Sunday, March 06, 2005

Bean 9 from Outer Space!

I've been convinced for years that soybeans are an alien substance. No other edible object can be made into as many different things as soybeans, and it's this diversity that freaks me out more than a little. The following is more a warning than a promotion.

Soybeans start out as beans, but they are far more than just vegetables. They can be baked and turned into soynuts. They are liquified into soy milk, and then that can be heated and curdled into tofu. Tofu is weird enough by itself because it comes in crazy colors like pink. And did I just say curdled?
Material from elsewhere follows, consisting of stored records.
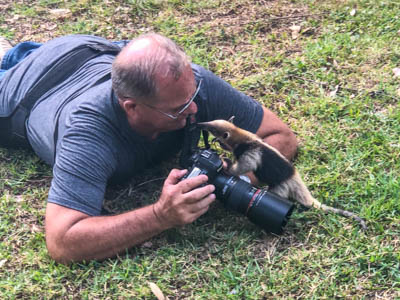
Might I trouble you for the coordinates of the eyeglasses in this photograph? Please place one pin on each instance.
(185, 107)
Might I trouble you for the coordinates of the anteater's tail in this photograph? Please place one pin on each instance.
(295, 188)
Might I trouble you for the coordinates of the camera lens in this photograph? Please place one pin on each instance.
(264, 209)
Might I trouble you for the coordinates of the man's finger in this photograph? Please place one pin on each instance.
(192, 183)
(175, 176)
(202, 204)
(199, 193)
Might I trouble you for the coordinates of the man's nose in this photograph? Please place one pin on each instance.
(192, 109)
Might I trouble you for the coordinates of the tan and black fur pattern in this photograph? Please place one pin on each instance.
(270, 167)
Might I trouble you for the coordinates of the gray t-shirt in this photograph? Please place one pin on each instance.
(95, 144)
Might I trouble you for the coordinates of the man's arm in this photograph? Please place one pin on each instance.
(74, 236)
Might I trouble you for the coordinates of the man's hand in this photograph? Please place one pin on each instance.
(182, 202)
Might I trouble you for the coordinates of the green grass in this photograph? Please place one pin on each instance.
(349, 155)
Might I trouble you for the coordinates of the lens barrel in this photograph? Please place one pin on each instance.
(264, 209)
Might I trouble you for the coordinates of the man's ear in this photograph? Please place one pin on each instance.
(128, 106)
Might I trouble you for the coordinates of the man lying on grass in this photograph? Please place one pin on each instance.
(100, 112)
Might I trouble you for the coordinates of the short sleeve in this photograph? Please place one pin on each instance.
(84, 163)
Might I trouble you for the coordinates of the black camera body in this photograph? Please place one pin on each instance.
(264, 209)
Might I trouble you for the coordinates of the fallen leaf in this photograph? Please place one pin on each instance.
(2, 262)
(396, 72)
(60, 13)
(295, 31)
(332, 94)
(156, 291)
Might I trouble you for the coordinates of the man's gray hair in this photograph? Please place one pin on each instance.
(136, 78)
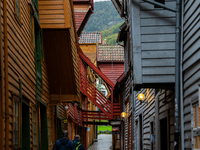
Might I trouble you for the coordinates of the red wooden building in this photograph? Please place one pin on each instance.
(110, 59)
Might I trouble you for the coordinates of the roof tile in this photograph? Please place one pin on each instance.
(110, 53)
(90, 37)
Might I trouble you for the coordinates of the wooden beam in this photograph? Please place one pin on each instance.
(89, 63)
(63, 98)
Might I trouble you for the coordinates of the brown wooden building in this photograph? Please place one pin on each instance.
(39, 71)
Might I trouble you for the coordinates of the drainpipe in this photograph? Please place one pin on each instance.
(6, 75)
(177, 77)
(1, 89)
(181, 80)
(133, 116)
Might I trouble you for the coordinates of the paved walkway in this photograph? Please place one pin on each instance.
(104, 142)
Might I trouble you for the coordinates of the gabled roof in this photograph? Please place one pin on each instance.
(110, 53)
(90, 37)
(82, 11)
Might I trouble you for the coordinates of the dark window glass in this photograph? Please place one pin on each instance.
(160, 1)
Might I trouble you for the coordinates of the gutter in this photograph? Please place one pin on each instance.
(181, 81)
(1, 87)
(6, 75)
(177, 78)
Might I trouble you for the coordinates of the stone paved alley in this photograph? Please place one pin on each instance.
(104, 142)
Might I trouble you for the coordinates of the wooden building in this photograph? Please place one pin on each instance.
(88, 43)
(150, 39)
(82, 10)
(39, 71)
(191, 74)
(110, 59)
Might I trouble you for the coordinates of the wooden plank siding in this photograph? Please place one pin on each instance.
(148, 110)
(191, 65)
(54, 14)
(154, 42)
(21, 61)
(74, 45)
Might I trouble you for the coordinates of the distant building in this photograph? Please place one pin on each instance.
(155, 36)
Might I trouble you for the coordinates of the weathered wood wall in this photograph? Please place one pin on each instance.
(21, 60)
(156, 107)
(153, 35)
(21, 66)
(90, 50)
(191, 65)
(54, 13)
(74, 45)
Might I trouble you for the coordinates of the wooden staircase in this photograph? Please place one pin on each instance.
(108, 109)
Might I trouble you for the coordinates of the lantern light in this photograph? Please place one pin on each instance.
(123, 114)
(66, 107)
(141, 96)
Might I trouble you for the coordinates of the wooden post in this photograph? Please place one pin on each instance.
(1, 90)
(6, 75)
(112, 102)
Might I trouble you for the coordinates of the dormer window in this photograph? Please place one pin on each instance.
(159, 1)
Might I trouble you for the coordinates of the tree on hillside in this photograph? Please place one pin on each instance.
(104, 17)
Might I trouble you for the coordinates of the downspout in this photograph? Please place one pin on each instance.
(133, 116)
(6, 75)
(1, 88)
(181, 80)
(177, 78)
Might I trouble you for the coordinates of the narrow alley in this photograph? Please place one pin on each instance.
(100, 75)
(104, 142)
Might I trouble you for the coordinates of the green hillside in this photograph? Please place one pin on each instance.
(111, 34)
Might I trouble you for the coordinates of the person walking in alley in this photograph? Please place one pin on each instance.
(77, 143)
(63, 143)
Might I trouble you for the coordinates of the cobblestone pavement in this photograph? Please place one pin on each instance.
(104, 142)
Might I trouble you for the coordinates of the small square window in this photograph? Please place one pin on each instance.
(16, 119)
(34, 128)
(18, 9)
(159, 1)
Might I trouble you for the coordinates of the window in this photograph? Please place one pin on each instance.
(16, 116)
(196, 126)
(50, 131)
(160, 1)
(100, 81)
(34, 128)
(18, 9)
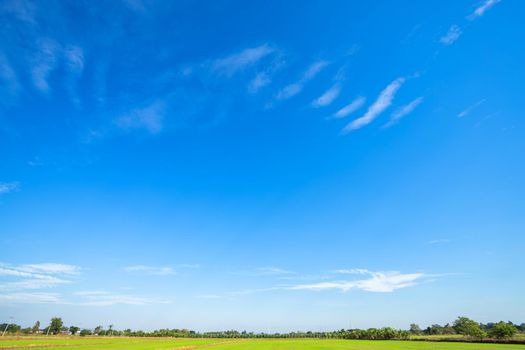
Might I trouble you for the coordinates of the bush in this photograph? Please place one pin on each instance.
(503, 330)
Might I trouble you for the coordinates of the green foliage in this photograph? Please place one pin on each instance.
(503, 330)
(468, 327)
(36, 327)
(415, 329)
(85, 332)
(74, 330)
(56, 325)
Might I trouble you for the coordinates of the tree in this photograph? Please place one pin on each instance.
(414, 329)
(503, 330)
(468, 327)
(74, 330)
(56, 325)
(97, 330)
(36, 327)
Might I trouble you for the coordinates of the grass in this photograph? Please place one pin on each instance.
(108, 343)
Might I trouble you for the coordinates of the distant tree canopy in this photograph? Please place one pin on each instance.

Normal dairy products are normally thrown away if they're curdled, aren't they? (The Wack-O-Meter is jumping...) But let's continue. There is also soy sauce, the most common condiment on Chinese food. A lot of vegetable oil used to make different foods is soy oil. Soy flour is ground roasted soybeans. And then, my favorite screwy adaptation is the meat alternatives like soy burgers. Go here for more details on soy foods.

(A side note: I always thought that vegetarians who made substitutes for meat products were cheating. If they say that people shouldn't eat meat, or it isn't natural, why do they make the substitutes? Stop cheating and do without, you hypocrites!)

So let's review. We have beans, milk, flour (for breads), and meat substitutes. That's ALL FOUR food groups! That's just not right. It's a freakin' bean! They were originally planted by little green men, I'm tellin' ya!

But wait there's more. At this site, they list some other applications for soybeans. They list real products for body & hair care, candles, cleaners, crayons, diesel fuel additives, fabric conditioner, paint removers, pens, polishes, solvents, furniture and waxes. Ye gods, it's a full scale invasion! It's like that old Saturday Night Live sketch: "New Shimmer is a dessert topping AND a floor wax! Mmm, tasty! And look at that shine!" There are some clever ideas, but several of the items in the list seem to me to be the result of bleeding-heart liberal tree-hugging lobbyist groups. I'm all for recycling and conservation, but sometimes it can go a little too far.

So next time you order a veggie burger on a soy flour bun with tofu and milk in a Chinese restaurant, get 'em to throw it all in a blender and puree it. It's all the same anyway. Just be sure to look for UFOs in the parking lot when you leave.